Anger is almost always preceded by other feelings. What people tend to show outwardly is anger, but internally the feeling may be something else entirely. Disappointment. Jealousy. Hurt. Sadness. Worry. Guilt. Embarrassment.


Anger becomes the signal that those internal feelings exist. It can also protect us from these uncomfortable feelings until we are better able to deal with them. Sometimes, we choose not to deal with the underlying feelings, which can lead to chronic anger issues.


Being aware that underlying feelings drive anger, and that anger does not exist by itself, gives us another way to approach what we are actually feeling. Instead of reacting to anger alone, it opens the possibility of responding to the feelings underlying it.


The Thoughts


Events and circumstances do not cause anger. Feelings don’t exist on their own either. There are always thoughts that come first. What I saw repeatedly was that certain patterns of thinking made anger much more likely to take hold.


One common pattern involved inferential distortions. People filled in gaps by mind reading, fortune telling, or relying on emotional reasoning to interpret what was happening around them. Those interpretations often led to harsh or self-defeating conclusions, which intensified the anger rather than resolving it.


Another pattern was discomfort intolerance, often expressed as “I can’t stand this” thinking. The experience itself became unbearable in the person’s mind, which made anger feel urgent and explosive.

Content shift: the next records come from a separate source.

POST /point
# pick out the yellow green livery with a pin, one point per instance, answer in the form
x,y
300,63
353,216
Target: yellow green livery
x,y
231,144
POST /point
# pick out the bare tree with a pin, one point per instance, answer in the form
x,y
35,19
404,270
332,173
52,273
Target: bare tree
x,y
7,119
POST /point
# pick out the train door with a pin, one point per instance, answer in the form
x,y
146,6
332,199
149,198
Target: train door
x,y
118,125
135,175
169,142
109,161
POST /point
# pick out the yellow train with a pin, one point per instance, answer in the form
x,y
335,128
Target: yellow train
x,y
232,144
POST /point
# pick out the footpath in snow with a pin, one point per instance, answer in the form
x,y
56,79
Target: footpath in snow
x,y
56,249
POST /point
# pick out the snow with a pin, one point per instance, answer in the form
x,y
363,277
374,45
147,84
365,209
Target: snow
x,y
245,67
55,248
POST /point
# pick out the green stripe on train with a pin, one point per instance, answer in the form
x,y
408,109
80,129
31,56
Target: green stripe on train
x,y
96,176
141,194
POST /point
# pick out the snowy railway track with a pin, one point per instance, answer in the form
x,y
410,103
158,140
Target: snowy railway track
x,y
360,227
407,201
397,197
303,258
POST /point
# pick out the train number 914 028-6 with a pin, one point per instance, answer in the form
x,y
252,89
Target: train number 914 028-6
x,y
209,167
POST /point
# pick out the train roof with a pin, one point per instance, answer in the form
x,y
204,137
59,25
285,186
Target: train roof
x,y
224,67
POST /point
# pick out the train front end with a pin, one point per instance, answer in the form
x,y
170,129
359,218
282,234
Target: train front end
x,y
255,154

I also saw how rigid expectations played a role. When expectations were held as demands, frustration tolerance dropped quickly. This showed up in absolute thinking about how the world should be, how situations should unfold, or how people must or must not behave.


When these pieces come together, anger tends to unfold this way:


Activating event/Triggers →  Thoughts / Feelings  →  Anger  →  Consequences

 

The Consequences


Anger itself is not the problem. How it is expressed or suppressed determines whether it protects us or leads to unforeseen consequences. When anger is expressed with hostility, aggression, or even in passive ways, it can have consequences. Suppressed anger also has consequences. It often shows up in ways you don’t foresee.


When anger is expressed without regulation, it can quickly escalate situations rather than resolve them. Words are said that cannot be taken back. Actions can feel justified in the moment but leave lasting damage. This can lead to loss of friendships, damage to property due to behaviors like throwing things, physical altercations, and in more extreme situations, legal consequences or incarceration. In those moments, anger stops being a signal and becomes the focus, while the original grievance is lost.


When anger is suppressed, it is often due to denial of feelings or fear of consequences. People may be trying to protect themselves from feeling their own emotions. Over time, this can lead to more chronic patterns, such as persistent complaining, suspiciousness, a pessimistic outlook, fault-finding, and bitterness. It can lead to anxiety or depression. It can also show up physically, through symptoms like rashes, aches, and pains.


Closing Thoughts


Anger is okay to feel. It is not a flaw or a failure. It is a signal. Sitting in those rooms years ago, what stood out to me was not how angry people were, but how much pain was underneath it. I saw disappointment, fear, hurt, and unmet needs showing up as anger. What gave anger its impact was never the feeling itself, but what followed. How it was expressed or suppressed determined whether it protected them or created harm.